We may update this Policy, especially due to legal or organizational changes. The current version is published on the Website.

COOKIE POLICY – vizmaker.com


§15. General Information


1. The vizmaker.com Website (the “Website”) automatically collects information contained in cookies.
2. Cookies are IT data, in particular text files, stored on the end device of the user and intended for using the Website. Cookies usually contain the domain name they originate from, their storage time on the end device, and a unique identifier.
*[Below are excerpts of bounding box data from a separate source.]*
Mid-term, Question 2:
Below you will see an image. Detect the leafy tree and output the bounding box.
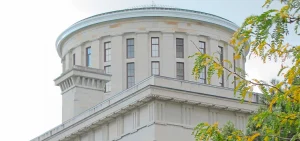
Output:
[192,0,300,141]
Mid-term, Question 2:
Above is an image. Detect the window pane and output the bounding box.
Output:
[176,38,183,45]
[151,38,158,44]
[176,62,184,80]
[199,41,205,53]
[127,63,135,88]
[127,39,134,58]
[105,81,111,92]
[127,39,134,46]
[104,66,111,74]
[152,50,158,57]
[152,45,158,50]
[86,47,92,67]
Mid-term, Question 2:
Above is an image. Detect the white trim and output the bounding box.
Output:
[56,7,239,57]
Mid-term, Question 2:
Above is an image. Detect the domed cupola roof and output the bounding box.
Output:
[56,3,238,56]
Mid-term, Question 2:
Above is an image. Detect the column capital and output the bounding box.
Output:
[207,36,220,41]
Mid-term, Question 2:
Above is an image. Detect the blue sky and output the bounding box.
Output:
[0,0,296,141]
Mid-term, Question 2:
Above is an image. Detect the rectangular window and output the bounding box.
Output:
[199,41,206,84]
[151,61,159,75]
[176,62,184,80]
[199,68,206,84]
[199,41,206,53]
[127,39,134,58]
[73,53,76,66]
[86,47,92,67]
[176,38,184,58]
[104,65,111,74]
[104,66,111,93]
[104,42,111,62]
[151,37,159,57]
[219,46,224,87]
[233,53,236,88]
[127,63,135,88]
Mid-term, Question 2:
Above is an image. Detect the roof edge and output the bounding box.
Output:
[55,7,239,57]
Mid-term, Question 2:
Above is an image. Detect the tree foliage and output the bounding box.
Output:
[192,0,300,141]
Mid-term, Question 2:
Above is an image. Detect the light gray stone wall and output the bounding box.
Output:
[58,17,244,98]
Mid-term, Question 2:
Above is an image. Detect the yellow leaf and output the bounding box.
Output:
[264,136,269,141]
[269,97,278,111]
[234,54,241,60]
[248,133,260,141]
[256,123,261,128]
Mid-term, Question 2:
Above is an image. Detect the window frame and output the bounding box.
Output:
[85,46,92,67]
[176,38,184,58]
[104,41,111,62]
[176,62,184,80]
[151,37,160,57]
[199,41,207,84]
[126,62,135,89]
[126,38,135,59]
[218,46,224,87]
[104,65,111,93]
[73,53,76,66]
[151,61,160,75]
[232,53,236,88]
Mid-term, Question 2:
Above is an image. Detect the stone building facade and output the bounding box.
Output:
[32,5,258,141]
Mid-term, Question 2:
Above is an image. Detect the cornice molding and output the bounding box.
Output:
[56,8,238,57]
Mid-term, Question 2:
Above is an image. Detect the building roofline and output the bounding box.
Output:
[55,6,239,57]
[31,76,261,141]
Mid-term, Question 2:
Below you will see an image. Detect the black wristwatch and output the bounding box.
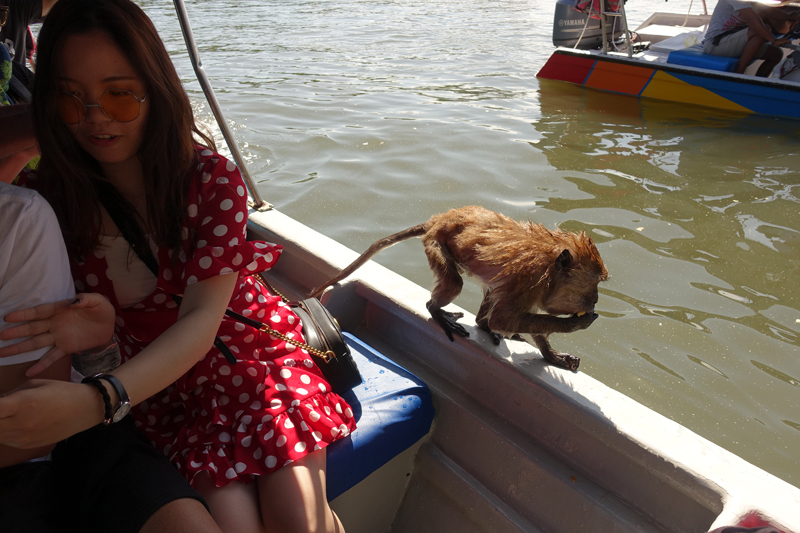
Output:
[94,374,131,425]
[81,376,114,425]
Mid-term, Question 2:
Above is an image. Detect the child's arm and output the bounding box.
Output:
[0,274,238,449]
[0,358,70,468]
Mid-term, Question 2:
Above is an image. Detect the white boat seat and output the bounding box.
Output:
[327,332,434,501]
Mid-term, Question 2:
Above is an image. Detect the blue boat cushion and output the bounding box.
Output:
[667,46,739,72]
[327,332,433,500]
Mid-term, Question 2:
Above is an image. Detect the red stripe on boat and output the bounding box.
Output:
[536,52,595,85]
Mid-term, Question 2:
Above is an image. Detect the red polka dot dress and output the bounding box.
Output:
[73,150,355,487]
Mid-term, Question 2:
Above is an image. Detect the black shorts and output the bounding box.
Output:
[0,417,205,533]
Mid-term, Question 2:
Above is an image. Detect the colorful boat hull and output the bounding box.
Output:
[536,49,800,119]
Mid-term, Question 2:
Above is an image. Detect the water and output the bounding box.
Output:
[140,0,800,485]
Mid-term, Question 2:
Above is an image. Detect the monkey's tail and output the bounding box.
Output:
[308,223,428,298]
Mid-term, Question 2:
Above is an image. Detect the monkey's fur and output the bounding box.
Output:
[310,206,608,371]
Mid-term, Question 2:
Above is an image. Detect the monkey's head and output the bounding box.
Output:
[541,232,608,315]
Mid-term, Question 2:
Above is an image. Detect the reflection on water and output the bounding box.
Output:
[141,0,800,485]
[534,81,800,483]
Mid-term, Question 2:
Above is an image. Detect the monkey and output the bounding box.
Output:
[309,206,608,372]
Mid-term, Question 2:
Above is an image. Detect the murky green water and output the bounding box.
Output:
[140,0,800,485]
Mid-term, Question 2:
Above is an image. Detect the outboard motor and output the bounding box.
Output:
[553,0,625,50]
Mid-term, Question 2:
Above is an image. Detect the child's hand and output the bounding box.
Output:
[0,293,114,377]
[0,144,39,183]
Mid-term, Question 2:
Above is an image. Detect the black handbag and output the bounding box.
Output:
[98,184,362,393]
[239,274,362,392]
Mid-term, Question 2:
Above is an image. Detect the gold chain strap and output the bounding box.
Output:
[254,273,336,363]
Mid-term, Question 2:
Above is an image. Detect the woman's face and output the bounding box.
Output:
[58,31,150,171]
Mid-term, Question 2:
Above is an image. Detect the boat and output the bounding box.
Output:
[537,0,800,119]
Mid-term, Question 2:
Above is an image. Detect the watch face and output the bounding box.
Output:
[114,402,131,422]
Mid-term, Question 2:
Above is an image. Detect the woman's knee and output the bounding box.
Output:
[139,498,221,533]
[257,449,342,533]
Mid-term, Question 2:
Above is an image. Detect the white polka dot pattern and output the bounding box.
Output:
[67,150,356,486]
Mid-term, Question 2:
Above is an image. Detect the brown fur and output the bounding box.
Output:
[311,206,608,370]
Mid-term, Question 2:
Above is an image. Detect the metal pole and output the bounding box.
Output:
[600,0,608,54]
[174,0,273,211]
[619,0,633,57]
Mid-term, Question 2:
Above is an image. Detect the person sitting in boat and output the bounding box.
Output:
[0,175,219,533]
[0,0,356,532]
[703,0,800,77]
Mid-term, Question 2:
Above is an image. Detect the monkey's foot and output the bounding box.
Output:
[431,309,469,342]
[542,351,581,372]
[486,330,525,345]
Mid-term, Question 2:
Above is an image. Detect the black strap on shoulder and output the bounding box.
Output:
[97,183,238,365]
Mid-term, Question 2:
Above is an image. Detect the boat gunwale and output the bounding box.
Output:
[548,47,800,93]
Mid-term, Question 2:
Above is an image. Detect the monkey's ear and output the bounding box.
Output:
[554,248,572,272]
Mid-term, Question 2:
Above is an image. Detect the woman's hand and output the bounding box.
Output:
[0,293,114,377]
[0,379,104,449]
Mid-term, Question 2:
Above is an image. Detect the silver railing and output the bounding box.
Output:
[173,0,273,211]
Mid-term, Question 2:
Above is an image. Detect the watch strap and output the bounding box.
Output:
[95,374,130,405]
[81,376,114,425]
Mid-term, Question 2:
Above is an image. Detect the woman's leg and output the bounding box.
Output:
[256,449,344,533]
[139,498,220,533]
[194,473,264,533]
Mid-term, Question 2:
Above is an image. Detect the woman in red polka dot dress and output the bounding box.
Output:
[10,0,355,532]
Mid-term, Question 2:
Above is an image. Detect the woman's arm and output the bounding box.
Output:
[112,273,238,404]
[0,274,238,448]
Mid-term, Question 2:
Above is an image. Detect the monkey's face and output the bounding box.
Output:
[542,272,601,315]
[542,243,608,315]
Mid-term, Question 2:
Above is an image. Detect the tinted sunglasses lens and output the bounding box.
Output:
[100,90,139,122]
[58,93,84,124]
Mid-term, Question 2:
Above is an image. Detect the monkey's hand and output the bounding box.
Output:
[533,335,581,372]
[428,305,469,342]
[564,313,600,333]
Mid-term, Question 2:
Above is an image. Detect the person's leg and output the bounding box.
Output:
[194,473,264,533]
[256,449,344,533]
[756,45,783,78]
[736,28,765,74]
[139,498,221,533]
[53,417,220,533]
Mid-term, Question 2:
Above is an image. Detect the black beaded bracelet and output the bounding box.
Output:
[81,376,114,425]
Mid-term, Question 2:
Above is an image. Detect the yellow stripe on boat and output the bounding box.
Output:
[641,70,752,113]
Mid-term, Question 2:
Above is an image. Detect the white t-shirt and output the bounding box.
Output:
[704,0,753,41]
[0,182,75,366]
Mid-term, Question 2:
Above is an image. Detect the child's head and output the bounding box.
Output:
[33,0,212,255]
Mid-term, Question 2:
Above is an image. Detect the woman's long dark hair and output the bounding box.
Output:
[32,0,214,259]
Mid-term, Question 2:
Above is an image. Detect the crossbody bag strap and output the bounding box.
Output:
[97,184,236,365]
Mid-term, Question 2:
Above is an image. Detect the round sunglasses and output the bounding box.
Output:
[58,89,147,124]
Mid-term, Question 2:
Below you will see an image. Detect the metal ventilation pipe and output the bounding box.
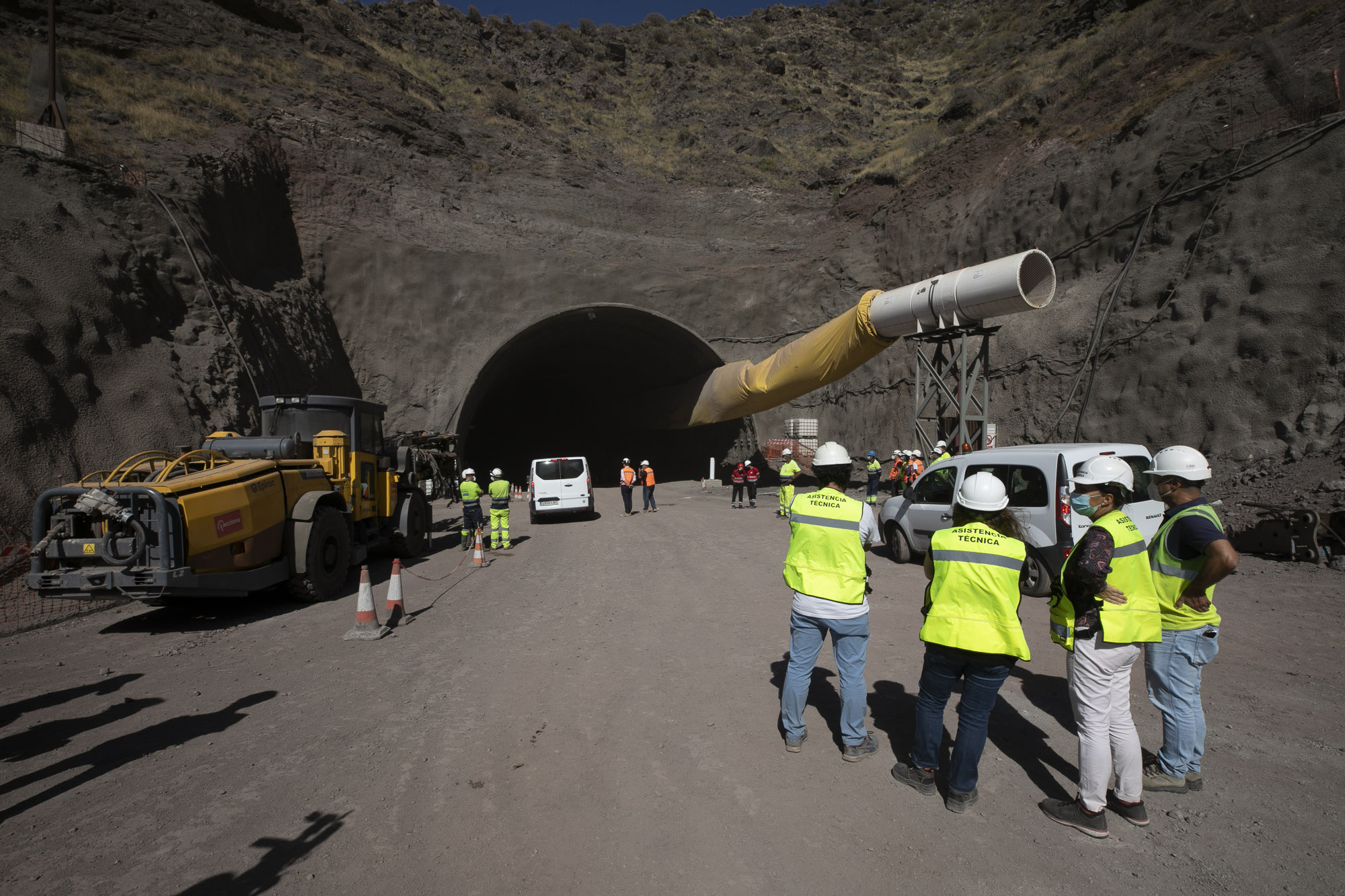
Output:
[648,249,1056,429]
[869,249,1056,339]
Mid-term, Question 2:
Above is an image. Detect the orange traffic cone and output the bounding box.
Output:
[342,567,391,641]
[383,559,406,628]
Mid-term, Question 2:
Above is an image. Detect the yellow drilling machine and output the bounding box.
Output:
[28,395,432,602]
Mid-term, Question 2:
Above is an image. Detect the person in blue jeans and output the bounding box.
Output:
[892,473,1032,813]
[780,441,878,763]
[1143,445,1239,794]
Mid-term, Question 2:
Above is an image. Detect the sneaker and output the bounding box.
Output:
[1037,799,1107,840]
[1107,790,1149,827]
[1145,763,1205,794]
[841,735,878,763]
[943,787,981,814]
[892,763,939,797]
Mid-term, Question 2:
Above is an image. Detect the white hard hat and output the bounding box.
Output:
[812,441,850,467]
[1145,445,1215,482]
[1072,455,1135,491]
[958,473,1009,512]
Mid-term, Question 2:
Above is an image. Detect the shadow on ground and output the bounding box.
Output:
[178,813,350,896]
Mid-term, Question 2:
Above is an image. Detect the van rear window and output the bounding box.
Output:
[537,458,584,479]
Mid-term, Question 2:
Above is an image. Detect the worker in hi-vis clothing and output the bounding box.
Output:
[457,467,484,551]
[780,441,878,763]
[775,448,802,517]
[1145,445,1239,794]
[488,467,510,551]
[621,458,635,517]
[892,473,1032,813]
[742,460,761,507]
[640,460,659,514]
[1038,455,1163,837]
[863,451,882,505]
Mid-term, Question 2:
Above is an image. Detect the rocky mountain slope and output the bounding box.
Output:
[0,0,1345,526]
§16. Purposes of Using Cookies


1. Cookies are used to:
a) tailor the Website content to user preferences and optimize the use of the Website;
b) create statistics that help understand how users use the Website, which enables improving its structure and content;
c) maintain a user session (after login), so the user does not have to re-enter login and password on each subpage;
d) ensure security, including detecting abuse and unauthorized access attempts;
e) (if applicable) deliver marketing/advertising content better tailored to user interests – only according to granted consents.


§17. Types of Cookies


1. The Website uses two main types of cookies:
– session cookies – temporary files stored on the user’s device until logout, leaving the Website, or closing the browser;
– persistent cookies – stored for the time specified in cookie parameters or until deleted by the user.
2. By purpose, the Website may use the following categories of cookies:
a) necessary cookies;
b) security cookies;
c) performance/analytics cookies;
d) functional cookies;
e) advertising/marketing cookies.


§18. Managing Cookies


1. Web browsing software (a browser) usually allows cookies to be stored on the user’s end device by default.
2. You can change cookie settings at any time, in particular to block automatic cookie handling, limit cookies, enable notifications, or delete stored cookies.
3. Detailed information on cookie management is available in your browser settings and its Help section.
4. Restricting cookies may affect some Website functionalities.


§19. Third-Party Cookies


Cookies placed on the user’s device may also be used by third-party partners cooperating with the Controller (e.g., analytics, marketing, or security providers), depending on the implemented solutions and granted consents.


§20. Changes to the Cookie Policy


The Cookie Policy may be updated. The current version is published on the Website.